Die Regierungen der Europäischen Union setzen an ihren Außengrenzen auf Abschottung und Abschreckung – insbesondere auf dem Mittelmeer. Zehntausende Menschen sind in den vergangenen Jahren im Mittelmeer ertrunken. Es ist die tödlichste Grenze der Welt. Mit allen Mitteln werden schutzsuchende Menschen daran gehindert, Europa erreichen. Die staatliche Seenotrettung wurde eingestellt. Mehr noch: Die europäischen Staaten ignorieren Seenotfälle, verweigern Hilfe, brechen geltendes Recht und behindern sogar systematisch die zivilen Rettungsorganisationen. Rettungsschiffe werden festgehalten und die Besatzungen diffamiert und kriminalisiert. Doch jedes Menschenleben zählt und ist wert gerettet zu werden. Wo schutzlose Menschen in Lebensgefahr geraten, rechtlos gemacht werden und Hilfe brauchen, sind Kirchen gefordert, zu helfen. Diese Kollekte unterstützt United4Rescue, das von der evangelischen Kirche gegründete Bündnis zur Unterstützung der zivilen Seenotrettung. United4Rescue hilft Leben zu retten – solange die Politik versagt.
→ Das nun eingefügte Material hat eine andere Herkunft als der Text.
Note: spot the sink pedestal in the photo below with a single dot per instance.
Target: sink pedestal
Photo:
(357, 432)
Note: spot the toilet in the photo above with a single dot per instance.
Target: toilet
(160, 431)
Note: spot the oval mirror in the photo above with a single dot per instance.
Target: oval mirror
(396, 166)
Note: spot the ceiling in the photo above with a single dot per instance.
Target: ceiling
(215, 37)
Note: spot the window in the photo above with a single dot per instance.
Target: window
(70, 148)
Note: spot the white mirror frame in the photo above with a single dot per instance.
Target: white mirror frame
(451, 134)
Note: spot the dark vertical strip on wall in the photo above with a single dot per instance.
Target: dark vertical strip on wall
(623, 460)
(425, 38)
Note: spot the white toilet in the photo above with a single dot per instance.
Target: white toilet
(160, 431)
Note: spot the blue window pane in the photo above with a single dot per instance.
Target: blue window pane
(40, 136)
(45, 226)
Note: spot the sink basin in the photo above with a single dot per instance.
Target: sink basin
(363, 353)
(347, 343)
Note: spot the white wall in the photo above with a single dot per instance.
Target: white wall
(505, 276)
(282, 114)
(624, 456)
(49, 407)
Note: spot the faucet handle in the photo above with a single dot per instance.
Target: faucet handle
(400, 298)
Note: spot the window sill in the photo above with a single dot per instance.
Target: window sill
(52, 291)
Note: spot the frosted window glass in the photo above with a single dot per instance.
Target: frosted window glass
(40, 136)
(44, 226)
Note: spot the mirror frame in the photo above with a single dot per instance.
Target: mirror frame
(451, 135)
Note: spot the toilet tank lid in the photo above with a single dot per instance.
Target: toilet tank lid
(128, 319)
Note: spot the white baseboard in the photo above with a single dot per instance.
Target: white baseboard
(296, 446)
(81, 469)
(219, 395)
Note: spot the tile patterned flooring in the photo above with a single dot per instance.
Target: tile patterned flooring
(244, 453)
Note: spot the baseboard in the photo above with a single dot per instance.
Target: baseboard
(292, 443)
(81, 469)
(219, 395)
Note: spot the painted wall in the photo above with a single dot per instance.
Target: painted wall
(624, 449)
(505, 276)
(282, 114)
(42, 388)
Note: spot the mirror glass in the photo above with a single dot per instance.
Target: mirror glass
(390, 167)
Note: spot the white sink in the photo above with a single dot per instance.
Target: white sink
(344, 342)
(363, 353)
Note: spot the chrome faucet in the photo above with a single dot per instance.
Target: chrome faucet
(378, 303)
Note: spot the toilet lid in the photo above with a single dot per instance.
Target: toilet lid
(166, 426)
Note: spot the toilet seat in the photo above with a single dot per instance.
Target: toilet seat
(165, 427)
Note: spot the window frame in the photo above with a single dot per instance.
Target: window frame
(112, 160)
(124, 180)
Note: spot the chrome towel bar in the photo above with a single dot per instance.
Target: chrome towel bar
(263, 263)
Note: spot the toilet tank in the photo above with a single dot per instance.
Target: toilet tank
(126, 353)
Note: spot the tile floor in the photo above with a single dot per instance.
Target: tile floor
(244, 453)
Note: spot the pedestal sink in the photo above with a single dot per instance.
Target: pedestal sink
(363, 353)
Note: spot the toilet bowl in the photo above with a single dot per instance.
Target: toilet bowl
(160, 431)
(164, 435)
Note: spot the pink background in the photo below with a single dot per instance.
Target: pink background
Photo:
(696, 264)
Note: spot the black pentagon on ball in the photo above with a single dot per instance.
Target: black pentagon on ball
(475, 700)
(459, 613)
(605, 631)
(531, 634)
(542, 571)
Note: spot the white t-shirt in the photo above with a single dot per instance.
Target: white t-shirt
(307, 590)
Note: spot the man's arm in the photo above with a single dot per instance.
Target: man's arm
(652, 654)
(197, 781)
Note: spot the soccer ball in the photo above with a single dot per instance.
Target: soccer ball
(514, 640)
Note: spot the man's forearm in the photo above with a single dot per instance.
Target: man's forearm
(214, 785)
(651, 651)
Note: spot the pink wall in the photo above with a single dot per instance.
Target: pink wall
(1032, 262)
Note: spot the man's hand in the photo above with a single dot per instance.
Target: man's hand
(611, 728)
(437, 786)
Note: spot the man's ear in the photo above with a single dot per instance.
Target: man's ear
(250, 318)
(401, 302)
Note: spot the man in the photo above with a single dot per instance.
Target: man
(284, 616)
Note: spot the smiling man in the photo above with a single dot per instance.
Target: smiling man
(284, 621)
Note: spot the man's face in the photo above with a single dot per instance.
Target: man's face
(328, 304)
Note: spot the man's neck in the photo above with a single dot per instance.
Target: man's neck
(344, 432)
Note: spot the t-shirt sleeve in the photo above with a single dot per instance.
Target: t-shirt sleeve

Bundesaußenminister Wadephul hat angekündigt, kein Geld mehr für die die zivile Seenotrettung im Mittelmeer auszugeben. Diesen Weg nach Europa haben 2024 rund 145.000 Menschen gewählt. Mehr als 30.000 sind seit dem Jahr 2014 ertrunken. Ilham Khaskiyeh und ihr Sohn Mohammed erzählen, wie sie überlebten – und nach Deutschland kamen. Ein Beitrag von Florian Riesterer
Wenn Ilham Khaskiyeh von der Flucht spricht, füllen sich ihre Augen immer wieder mit Tränen. Mehr als eine Woche lang ist die heute 48-Jährige mit ihren drei Kinder Mohammed, Riham und Jihan auf dem offenen Meer – ohne zu wissen, wann sie ankommen. Die alleinerziehende Mutter flüchtet vor Gewalt in ihrem Heimatland.
„Das Schiff war ausgelegt für 95 Menschen. 195 Personen waren letztlich an Bord“, versucht Ilham Khaskiyeh die beengten Verhältnisse klar zu machen. Jeder hat lediglich eine kleine Tasche Kleidung dabei und die Papiere. In einem kleinen Raum, halb so groß wie ihr jetziges Wohnzimmer, drängen sich 55 Frauen und Kinder. „Es war eine Katastrophe“, sagt Sohn Mohammed.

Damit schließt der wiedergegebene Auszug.